In tutta onestà, sulle prime, dopo aver letto le recensioni degli amici blogger Ale e Filo ed essendomi del tutto riconosciuto nelle loro considerazioni, mi è parso inutile sforzarmi di dire qualcosa di mio in relazione a Sonic highways dei Foo Fighters.
Se ho successivamente cambiato idea è solo perchè mi sembrava giusto segnalare anche da queste pagine un disco tra i più importanti ed attesi dell'anno, le cui canzoni non s'impongono istantaneamente ma richiedono tempo e pazienza per emergere.
Proprio come i veri classici.
Proprio come i Foo Fighters, che sono cresciuti esponenzialmente album dopo album, divenendo, verrebbe da dire loro malgrado, uno dei più importanti punti di riferimento della musica rock americana.
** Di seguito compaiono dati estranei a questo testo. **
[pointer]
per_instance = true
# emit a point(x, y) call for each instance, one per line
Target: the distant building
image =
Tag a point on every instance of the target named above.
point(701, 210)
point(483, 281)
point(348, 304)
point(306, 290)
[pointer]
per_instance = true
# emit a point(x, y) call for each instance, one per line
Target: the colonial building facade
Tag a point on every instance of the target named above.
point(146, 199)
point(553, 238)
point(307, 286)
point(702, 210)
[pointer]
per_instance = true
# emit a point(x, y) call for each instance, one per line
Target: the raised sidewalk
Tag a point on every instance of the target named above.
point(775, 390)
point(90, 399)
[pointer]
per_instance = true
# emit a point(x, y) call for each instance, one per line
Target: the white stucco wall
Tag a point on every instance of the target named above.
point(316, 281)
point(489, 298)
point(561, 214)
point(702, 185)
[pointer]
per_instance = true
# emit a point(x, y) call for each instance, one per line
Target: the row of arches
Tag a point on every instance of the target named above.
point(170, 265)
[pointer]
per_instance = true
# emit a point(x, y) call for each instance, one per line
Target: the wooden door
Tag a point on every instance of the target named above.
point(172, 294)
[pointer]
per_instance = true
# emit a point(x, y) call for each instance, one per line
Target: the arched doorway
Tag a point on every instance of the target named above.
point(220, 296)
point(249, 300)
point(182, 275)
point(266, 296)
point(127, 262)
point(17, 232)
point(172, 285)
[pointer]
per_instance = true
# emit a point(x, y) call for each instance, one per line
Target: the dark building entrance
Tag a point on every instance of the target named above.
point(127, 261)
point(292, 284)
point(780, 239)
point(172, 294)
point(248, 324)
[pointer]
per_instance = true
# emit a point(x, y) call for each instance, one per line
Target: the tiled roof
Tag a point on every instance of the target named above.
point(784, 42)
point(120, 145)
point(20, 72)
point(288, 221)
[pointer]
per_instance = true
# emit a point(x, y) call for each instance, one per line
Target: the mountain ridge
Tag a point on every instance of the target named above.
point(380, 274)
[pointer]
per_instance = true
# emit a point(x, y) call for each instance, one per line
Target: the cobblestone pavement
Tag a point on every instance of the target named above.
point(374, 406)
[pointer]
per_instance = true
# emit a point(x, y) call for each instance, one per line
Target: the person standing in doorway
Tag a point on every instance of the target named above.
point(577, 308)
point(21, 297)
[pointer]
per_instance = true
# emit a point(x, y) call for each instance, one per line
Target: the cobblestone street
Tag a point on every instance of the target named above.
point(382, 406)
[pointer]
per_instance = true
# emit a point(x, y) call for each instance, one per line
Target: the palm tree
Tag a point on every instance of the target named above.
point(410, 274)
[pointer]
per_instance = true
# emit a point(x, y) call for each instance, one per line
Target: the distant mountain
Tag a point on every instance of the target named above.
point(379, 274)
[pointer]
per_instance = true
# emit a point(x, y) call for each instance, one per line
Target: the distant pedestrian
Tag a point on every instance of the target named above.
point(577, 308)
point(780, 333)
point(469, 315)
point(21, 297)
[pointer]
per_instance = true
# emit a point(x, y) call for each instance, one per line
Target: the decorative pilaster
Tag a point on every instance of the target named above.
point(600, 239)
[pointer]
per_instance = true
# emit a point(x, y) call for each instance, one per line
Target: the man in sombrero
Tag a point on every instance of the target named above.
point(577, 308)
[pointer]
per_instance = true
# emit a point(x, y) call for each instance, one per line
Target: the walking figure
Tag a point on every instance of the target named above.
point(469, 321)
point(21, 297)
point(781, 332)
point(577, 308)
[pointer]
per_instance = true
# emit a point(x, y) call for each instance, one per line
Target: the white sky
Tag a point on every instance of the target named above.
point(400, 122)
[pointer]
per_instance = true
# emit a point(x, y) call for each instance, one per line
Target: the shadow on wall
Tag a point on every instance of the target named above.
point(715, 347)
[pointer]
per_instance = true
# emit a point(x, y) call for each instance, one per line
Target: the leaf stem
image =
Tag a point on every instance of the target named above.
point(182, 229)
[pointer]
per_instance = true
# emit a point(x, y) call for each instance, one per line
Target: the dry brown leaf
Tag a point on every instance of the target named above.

A differenza di altre band però, quella di Dave Grohl appare totalmente consapevole del ruolo ereditato e nel caricarsi il pesante onere sulle spalle non perde la bussola ma compie un'operazione ambiziosa (senza apparire pretenziosa o megalomane) tracciando una traettoria che collega otto città degli states ad altrettanti storie, raccontate attraverso documentari da un'ora ciascuno diretti dallo stesso Grohl e dalle otto tracce che compongono la release.
Purtroppo al momento di scrivere sono riuscito a vedere solo tre dei documentari (sono trasmessi dalla HBO con cadenza settimanale) che accompagnano i pezzi, ma mi sembra di poter affermare che il rischio agiografia è stato elegantemente superato e che l'attenzione del regista si concentra su territori e artisti determinanti per la crescita musicale americana e su come essi abbiano influenzato se stesso e la sua band.
Tornando al disco, anche qui si percepisce un respiro più ampio, un affrancarsi dal rock più diretto e stadaiolo del passato, senza però rinunciare all'empatia e alla tradizionale, contagiosa energia del gruppo.
Something for nothing, che apre il lavoro, in virtù di un inizio lento e della deflagrazione del ritornello solo nella parte conclusiva, coniuga efficacemente vecchi e nuovi Foo Fighters, che comunque poco più avanti si riappropriano della loro piena identità in Congregation (ospite Zac Brown), all'interno della quale fa bella mostra un break strumentale alla Deep Purple mark II.
I miei pezzi preferiti una volta tanto sono anche quelli più lunghi, ed arrivano in coda all'album: i quasi quindici minuti di melodia e accelerazioni di Subterranean e I am a river condensano in maniera emozionante vent'anni di passione in musica, ponendo il sigillo a quello che di certo è un punto d'arrivo e ripartenza importante per una band rigorosa che ha sempre dato l'impressione di raggiungere i suoi enormi traguardi con naturalezza e senza sforzo.
Di certo non è così, ma anche questa è una caratteristica dei grandi.